What is the deal with this cold weather?? “Arctic air mass drives through the south” says one TV station. Wrap water pipes, leave faucets dripping, cover outside plants? What? It’s not very often that my part of the south hears things like this and that’s one of the reasons I like it here so much. Long summers and mild winters are right up my alley. But I guess we need some below freezing weather every once in a while to kill all the mosquitoes.A funny thing I have noticed is the increased number of people jogging or walking or riding their bikes when the weather is really cold. That’s right, increased. When I’m out with the dogs in the mornings I see them coming by and I’ve decided it must be people from the northern climates who are just trying to show us what wimps we are for staying inside when its 15 degrees outside.
Well, they can have the cold. I’m staying inside to bake. And here is one of the things that came out of my oven this weekend, Harvest Grain Wheat Baguette. Lately, I have been using the bread recipes from Artisan Bread in Five Minutes a Day by Jeff Hertzberg and Zoe Francois. It isn’t quite as quick and easy as it sounds, you do have to spend a little time mixing the initial batch of dough, and the five minutes a day don’t include resting and baking time, but it makes it so easy to have dough around so you can bake bread every day if you want. The recipes in the book all use the same technique for mixing the dough without kneading, letting it rise, and then refrigerating it and using pieces of the dough over as much as two weeks’ time. Once you have the technique down, you can pretty much make any type of bread this way. It works great and the bread is delicious.
I used the Light Whole Wheat Bread recipe in the book as the starting point for my baguette dough. The whole wheat flour I used was Organic 12-Grain Flour Blend and the grain mix was Harvest Grains Blend, both of which I ordered from King Arthur Flour. You could use any whole wheat flour and add in any kind of grain to the dough that you have, though. I’m planning to bake some of this in a loaf pan tomorrow and use it for sandwiches.
Harvest Grain Wheat Baguette
adapted from Artisan Bread in Five Minutes a Day
makes four 1 pound loaves
- 3 cups lukewarm water
- 1 1/2 tablespoons granulated yeast (1 1/2 packets)
- 1 tablespoon kosher salt
- 1 cup seed and grain mix, plus more for the topping
- 1 1/2 cups whole wheat flour, plus more for the pizza peel
- 4 1/4 cups bread flour
- Mix the yeast and salt with the water in the bowl of a stand mixer or in a large storage container if mixing by hand, then add the grain mix.
- Mix in the remaining dry ingredients with the dough hook or a spoon just until incorporated.

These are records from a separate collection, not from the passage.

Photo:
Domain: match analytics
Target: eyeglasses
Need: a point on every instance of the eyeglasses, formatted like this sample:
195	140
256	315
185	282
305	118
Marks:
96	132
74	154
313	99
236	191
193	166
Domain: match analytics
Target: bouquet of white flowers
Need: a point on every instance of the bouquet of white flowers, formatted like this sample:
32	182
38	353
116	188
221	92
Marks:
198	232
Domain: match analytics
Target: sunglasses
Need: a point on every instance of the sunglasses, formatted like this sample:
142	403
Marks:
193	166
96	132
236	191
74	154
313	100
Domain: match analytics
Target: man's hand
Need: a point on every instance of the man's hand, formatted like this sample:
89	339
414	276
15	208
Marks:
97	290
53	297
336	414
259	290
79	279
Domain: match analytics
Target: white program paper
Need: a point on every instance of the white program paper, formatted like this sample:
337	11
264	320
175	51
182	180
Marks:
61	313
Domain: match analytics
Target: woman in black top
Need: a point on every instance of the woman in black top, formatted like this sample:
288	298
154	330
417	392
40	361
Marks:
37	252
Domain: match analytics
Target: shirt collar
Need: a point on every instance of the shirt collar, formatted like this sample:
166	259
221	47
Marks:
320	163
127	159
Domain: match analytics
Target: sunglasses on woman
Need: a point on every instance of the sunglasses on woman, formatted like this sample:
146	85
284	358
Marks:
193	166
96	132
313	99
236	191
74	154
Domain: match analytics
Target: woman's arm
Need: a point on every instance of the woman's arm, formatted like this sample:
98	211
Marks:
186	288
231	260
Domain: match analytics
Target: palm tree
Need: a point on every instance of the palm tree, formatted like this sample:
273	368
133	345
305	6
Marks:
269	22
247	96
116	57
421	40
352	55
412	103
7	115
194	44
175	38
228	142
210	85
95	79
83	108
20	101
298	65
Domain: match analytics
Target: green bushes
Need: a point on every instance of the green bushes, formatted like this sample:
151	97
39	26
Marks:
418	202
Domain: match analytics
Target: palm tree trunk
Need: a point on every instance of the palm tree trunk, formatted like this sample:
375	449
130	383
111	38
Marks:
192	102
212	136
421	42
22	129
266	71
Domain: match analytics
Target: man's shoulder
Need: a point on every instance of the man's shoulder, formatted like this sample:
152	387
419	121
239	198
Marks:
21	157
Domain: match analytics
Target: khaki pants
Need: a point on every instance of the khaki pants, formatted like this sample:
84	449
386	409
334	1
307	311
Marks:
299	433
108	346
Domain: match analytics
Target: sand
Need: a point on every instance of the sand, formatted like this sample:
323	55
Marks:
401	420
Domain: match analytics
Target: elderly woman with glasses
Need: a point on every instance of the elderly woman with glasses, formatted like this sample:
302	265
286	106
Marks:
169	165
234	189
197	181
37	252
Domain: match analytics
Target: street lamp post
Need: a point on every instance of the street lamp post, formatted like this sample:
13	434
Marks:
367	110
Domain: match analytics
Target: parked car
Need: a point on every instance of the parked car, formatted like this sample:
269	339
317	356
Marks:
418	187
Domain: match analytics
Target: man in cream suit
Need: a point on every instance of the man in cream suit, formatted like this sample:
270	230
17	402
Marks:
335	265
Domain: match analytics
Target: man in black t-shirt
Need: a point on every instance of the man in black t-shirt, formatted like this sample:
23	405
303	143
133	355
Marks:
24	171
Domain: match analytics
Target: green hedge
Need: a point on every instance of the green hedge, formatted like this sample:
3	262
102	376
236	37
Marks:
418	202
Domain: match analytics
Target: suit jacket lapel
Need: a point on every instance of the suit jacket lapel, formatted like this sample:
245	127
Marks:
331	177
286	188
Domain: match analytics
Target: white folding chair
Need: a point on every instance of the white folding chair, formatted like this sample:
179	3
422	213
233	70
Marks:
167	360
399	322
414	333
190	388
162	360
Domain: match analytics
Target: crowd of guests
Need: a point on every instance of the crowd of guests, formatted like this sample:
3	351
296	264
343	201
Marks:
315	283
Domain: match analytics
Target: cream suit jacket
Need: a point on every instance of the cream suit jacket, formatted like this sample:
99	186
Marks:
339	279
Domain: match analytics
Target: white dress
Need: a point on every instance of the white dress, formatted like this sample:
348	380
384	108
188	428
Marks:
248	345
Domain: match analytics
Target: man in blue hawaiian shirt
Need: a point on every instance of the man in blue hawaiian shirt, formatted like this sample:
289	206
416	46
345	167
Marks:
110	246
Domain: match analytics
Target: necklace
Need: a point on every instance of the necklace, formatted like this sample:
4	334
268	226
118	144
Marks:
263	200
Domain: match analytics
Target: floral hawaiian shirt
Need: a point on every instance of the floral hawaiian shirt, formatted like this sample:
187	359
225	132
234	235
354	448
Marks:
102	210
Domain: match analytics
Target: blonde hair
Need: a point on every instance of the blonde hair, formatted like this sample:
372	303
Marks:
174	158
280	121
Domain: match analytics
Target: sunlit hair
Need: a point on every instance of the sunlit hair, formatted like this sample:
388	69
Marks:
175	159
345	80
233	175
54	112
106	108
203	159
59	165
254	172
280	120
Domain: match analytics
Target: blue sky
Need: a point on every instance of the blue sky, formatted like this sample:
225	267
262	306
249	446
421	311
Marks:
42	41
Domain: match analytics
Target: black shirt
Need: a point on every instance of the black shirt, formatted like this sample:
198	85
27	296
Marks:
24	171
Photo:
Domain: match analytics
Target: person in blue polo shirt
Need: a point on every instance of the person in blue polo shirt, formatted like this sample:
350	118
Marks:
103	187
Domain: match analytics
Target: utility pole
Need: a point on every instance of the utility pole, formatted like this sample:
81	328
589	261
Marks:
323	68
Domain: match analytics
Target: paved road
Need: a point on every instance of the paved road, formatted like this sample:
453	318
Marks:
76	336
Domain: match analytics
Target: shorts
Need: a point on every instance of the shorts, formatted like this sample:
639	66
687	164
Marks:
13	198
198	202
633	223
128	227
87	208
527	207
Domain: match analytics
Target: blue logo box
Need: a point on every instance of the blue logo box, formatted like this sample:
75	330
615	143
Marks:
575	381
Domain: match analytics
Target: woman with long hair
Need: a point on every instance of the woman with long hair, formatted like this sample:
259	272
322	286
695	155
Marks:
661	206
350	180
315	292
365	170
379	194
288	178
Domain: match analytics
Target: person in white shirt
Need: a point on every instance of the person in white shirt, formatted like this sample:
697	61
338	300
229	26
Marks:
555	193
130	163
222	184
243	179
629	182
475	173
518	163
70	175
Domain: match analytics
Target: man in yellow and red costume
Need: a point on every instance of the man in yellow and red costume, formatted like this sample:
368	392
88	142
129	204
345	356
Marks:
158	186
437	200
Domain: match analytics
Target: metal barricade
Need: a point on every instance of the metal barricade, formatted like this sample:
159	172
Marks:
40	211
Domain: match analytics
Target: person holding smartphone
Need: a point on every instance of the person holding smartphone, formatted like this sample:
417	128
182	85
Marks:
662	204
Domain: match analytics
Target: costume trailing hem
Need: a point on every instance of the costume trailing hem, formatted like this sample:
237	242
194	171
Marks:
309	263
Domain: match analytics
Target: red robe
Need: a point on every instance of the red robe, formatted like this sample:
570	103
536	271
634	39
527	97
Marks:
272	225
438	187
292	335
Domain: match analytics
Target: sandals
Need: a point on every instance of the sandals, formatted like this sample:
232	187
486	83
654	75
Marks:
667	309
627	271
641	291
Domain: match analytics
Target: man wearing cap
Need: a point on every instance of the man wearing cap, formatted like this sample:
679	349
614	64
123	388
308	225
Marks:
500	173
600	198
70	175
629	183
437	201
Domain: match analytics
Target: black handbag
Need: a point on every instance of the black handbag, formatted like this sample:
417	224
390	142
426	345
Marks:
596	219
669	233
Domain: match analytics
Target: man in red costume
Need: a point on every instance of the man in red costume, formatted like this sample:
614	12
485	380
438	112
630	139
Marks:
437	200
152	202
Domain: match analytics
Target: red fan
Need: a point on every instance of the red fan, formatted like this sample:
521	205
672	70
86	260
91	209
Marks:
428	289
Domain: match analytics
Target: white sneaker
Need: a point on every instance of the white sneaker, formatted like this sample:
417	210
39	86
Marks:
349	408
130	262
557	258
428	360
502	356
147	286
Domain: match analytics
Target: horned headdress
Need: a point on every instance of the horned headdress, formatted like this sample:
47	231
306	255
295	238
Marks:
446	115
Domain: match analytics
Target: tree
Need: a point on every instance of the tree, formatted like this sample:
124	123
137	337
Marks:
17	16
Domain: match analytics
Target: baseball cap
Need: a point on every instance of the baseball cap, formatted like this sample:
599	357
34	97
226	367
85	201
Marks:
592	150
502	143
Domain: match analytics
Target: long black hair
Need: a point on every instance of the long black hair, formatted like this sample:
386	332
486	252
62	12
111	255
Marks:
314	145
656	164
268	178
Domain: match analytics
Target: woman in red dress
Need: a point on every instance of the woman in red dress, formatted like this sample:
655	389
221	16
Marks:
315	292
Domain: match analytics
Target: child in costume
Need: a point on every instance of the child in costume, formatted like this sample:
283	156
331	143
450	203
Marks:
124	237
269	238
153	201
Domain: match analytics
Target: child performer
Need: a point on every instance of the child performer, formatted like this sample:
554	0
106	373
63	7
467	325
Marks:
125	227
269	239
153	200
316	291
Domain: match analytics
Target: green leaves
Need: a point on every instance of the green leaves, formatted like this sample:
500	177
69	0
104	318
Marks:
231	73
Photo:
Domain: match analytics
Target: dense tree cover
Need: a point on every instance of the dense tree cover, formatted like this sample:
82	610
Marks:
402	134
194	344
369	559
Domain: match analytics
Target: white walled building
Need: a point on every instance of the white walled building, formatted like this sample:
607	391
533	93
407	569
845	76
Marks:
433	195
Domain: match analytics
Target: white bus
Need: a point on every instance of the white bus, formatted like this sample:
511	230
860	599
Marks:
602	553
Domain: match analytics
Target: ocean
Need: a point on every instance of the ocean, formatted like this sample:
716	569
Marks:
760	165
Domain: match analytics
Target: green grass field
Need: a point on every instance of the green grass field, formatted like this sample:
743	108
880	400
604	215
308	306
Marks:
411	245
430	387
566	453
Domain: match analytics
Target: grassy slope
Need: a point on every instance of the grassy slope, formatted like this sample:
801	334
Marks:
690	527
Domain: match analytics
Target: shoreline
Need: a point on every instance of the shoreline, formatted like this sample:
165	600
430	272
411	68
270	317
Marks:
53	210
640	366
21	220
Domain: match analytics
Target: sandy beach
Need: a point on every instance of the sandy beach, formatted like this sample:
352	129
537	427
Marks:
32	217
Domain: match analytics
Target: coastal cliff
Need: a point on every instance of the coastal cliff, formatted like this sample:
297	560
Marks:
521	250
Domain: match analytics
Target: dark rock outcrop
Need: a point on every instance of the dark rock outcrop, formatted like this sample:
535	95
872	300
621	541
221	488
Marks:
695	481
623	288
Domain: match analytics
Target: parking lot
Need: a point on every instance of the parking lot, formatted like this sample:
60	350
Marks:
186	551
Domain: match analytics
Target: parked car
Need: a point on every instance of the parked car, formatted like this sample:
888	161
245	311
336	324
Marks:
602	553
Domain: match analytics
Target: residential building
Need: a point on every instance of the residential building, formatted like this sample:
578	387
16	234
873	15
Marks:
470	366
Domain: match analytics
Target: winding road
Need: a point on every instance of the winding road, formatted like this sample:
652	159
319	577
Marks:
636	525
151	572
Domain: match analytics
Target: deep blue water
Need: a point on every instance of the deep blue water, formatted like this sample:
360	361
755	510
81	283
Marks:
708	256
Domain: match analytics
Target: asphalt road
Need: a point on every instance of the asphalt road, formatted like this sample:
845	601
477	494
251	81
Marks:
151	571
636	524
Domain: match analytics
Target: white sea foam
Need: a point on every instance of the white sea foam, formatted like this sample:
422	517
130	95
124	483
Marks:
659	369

- Cover (not airtight), and allow to rest at room temperature until the dough rises and collapses or flattens on top, about 2 hours.
- The dough can be used immediately after this initial rise, or refrigerated in a lidded storage container to use over the next 14 days.
- On baking day, preheat the oven to 450 degrees with a baking stone placed on the middle rack. Place an empty broiler tray on any other shelf that won’t interfere with the rising bread.
- Dust the surface of the dough with flour and cut off a 1 pound (grapefruit size) piece. Dust the piece with more flour and shape it into a ball by stretching the surface of the dough around to the bottom on all four sides, rotating the ball a quarter-turn as you go. Once it’s cohesive, begin to stretch and elongate the dough, dusting with additional flour as necessary. Roll the dough back and forth to form a cylinder about 2 inches in diameter. Place the loaf on a pizza peel generously dusted with whole wheat flour and allow to rest for 20 minutes.
- After the dough has rested, paint water over the surface of the loaf with a pastry brush. Slash the loaf with diagonal cuts using a serrated knife. Sprinkle with the grain mix and press in very lightly.
- Slide the loaf directly onto the hot stone. Pour 1 cup of hot water into the broiler tray and quickly close the door. Bake for about 25 minutes, or until deeply browned and firm to the touch.
- Allow to cool on a rack before cutting or eating.